Proceedings of the National Academy of Sciences of the United States of America ( IF 11.1 ) Pub Date : 2020-06-30 , DOI: 10.1073/pnas.2000500117 Nestor N Jimenez-Vargas 1 , Jing Gong 2 , Matthew J Wisdom 3 , Dane D Jensen 3, 4 , Rocco Latorre 3 , Alan Hegron 3 , Shavonne Teng 3 , Jesse J DiCello 5 , Pradeep Rajasekhar 5 , Nicholas A Veldhuis 5, 6 , Simona E Carbone 5 , Yang Yu 1 , Cintya Lopez-Lopez 1 , Josue Jaramillo-Polanco 1 , Meritxell Canals 7 , David E Reed 1 , Alan E Lomax 1 , Brian L Schmidt 4 , Kam W Leong 2 , Stephen J Vanner 1 , Michelle L Halls 8 , Nigel W Bunnett 9 , Daniel P Poole 6, 8
Whether G protein-coupled receptors signal from endosomes to control important pathophysiological processes and are therapeutic targets is uncertain.

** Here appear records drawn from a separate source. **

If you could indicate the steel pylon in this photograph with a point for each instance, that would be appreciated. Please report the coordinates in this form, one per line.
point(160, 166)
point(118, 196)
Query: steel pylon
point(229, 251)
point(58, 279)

We report that opioids from the inflamed colon activate δ-opioid receptors (DOPr) in endosomes of nociceptors. Biopsy samples of inflamed colonic mucosa from patients and mice with colitis released opioids that activated DOPr on nociceptors to cause a sustained decrease in excitability. DOPr agonists inhibited mechanically sensitive colonic nociceptors. DOPr endocytosis and endosomal signaling by protein kinase C (PKC) and extracellular signal-regulated kinase (ERK) pathways mediated the sustained inhibitory actions of endogenous opioids and DOPr agonists. DOPr agonists stimulated the recruitment of Gαi/o and β-arrestin1/2 to endosomes. Analysis of compartmentalized signaling revealed a requirement of DOPr endocytosis for activation of PKC at the plasma membrane and in the cytosol and ERK in the nucleus. We explored a nanoparticle delivery strategy to evaluate whether endosomal DOPr might be a therapeutic target for pain. The DOPr agonist DADLE was coupled to a liposome shell for targeting DOPr-positive nociceptors and incorporated into a mesoporous silica core for release in the acidic and reducing endosomal environment. Nanoparticles activated DOPr at the plasma membrane, were preferentially endocytosed by DOPr-expressing cells, and were delivered to DOPr-positive early endosomes. Nanoparticles caused a long-lasting activation of DOPr in endosomes, which provided sustained inhibition of nociceptor excitability and relief from inflammatory pain. Conversely, nanoparticles containing a DOPr antagonist abolished the sustained inhibitory effects of DADLE. Thus, DOPr in endosomes is an endogenous mechanism and a therapeutic target for relief from chronic inflammatory pain.
中文翻译:
δ阿片受体的内体信号传导是减轻炎症性疼痛的内源性机制和治疗目标。
G蛋白偶联受体是否从内体发出信号来控制重要的病理生理过程,是否为治疗靶点尚不确定。我们报告说,来自发炎结肠的阿片类药物可激活伤害感受器内体中的δ-阿片类药物受体(DOPr)。结肠炎患者和小鼠发炎的结肠粘膜的活检样品释放出阿片样物质,该阿片样物质激活了伤害感受器上的DOPr,导致兴奋性持续下降。DOPr激动剂抑制机械敏感的结肠伤害感受器。DOPr通过蛋白激酶C(PKC)和细胞外信号调节激酶(ERK)途径的胞吞和内体信号传导介导了内源性阿片类药物和DOPr激动剂的持续抑制作用。DOPr激动剂刺激了Gαi / o的募集和β-arrestin1/ 2对内体。对间隔信号的分析表明,DOPr内吞作用需要激活质膜以及细胞质和核中ERK的PKC。我们探索了一种纳米颗粒递送策略,以评估内体DOPr是否可能是疼痛的治疗靶标。DOPr激动剂DADLE与脂质体壳偶联以靶向DOPr阳性伤害感受器,并掺入中孔二氧化硅核中,以在酸性和还原性内体环境中释放。纳米颗粒在质膜上激活了DOPr,优先被DOPr表达细胞内吞,并被递送至DOPr阳性的早期内体。纳米颗粒引起内体中DOPr的持久活化,从而持续抑制伤害感受器兴奋性并减轻炎症性疼痛。相反,含有DOPr拮抗剂的纳米颗粒消除了DADLE的持续抑制作用。因此,内体中的DOPr是缓解慢性炎症性疼痛的内源性机制和治疗靶标。